The delivery of about 4.5 tonnes of supplies for the six-member station crew took on fresh urgency after a botched Russian cargo run on Dec 1 and additional delays in the return of Nasa contractor SpaceX to flight following an unrelated accident.
The rocket, carrying Japan's HTV-6 cargo ship, blasted off on Friday night, flying over the Pacific Ocean on its way to space.
The capsule is expected to reach the station, a US$100 billion (S$142 billion) laboratory flying about 400km above Earth, on Tuesday.

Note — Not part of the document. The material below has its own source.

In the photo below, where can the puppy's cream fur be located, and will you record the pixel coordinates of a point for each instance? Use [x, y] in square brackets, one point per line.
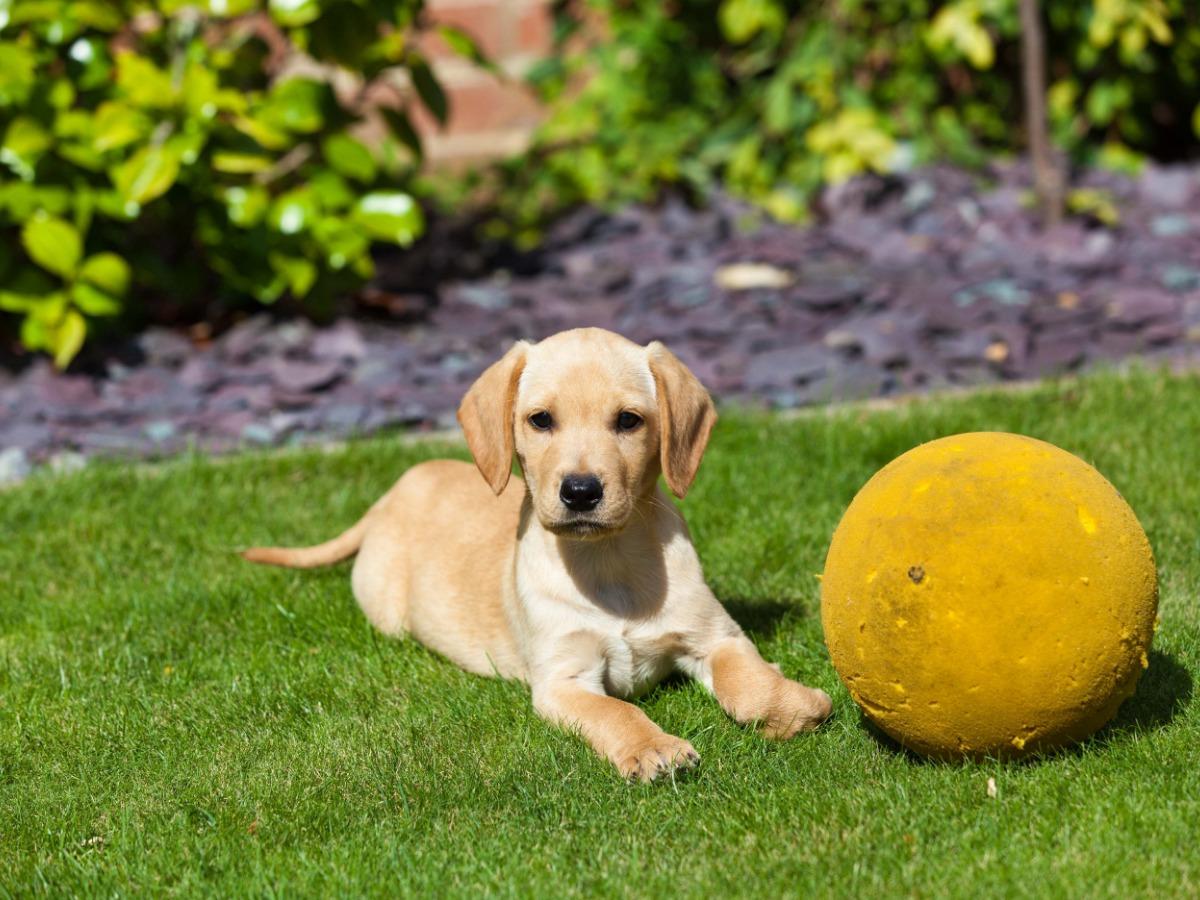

In addition to food and supplies, the capsule is delivering six lithium-ion batteries and adapter plates, weighing about 1,360kg, which are needed for a planned upgrade of the station's electrical system. The batteries will be installed during upcoming space walks, said Nasa launch commentator Dan Huot.
The Japanese HTV capsules are among four supply ships that fly to the space station, a project involving 15 nations. However, two of the four freighters are grounded following accidents.
A Russian Soyuz rocket failed to put a Progress capsule into orbit on Dec 1 due to a problem with the booster's third-stage engine. The capsule burned up as it fell back into Earth's atmosphere, with debris crashing to the ground.
Tech billionaire Elon Musk's SpaceX is recovering from a launch pad explosion on Sept 1 that destroyed a Falcon 9 rocket and a US$200 million Israeli communications satellite. SpaceX now expects to return to flight in January.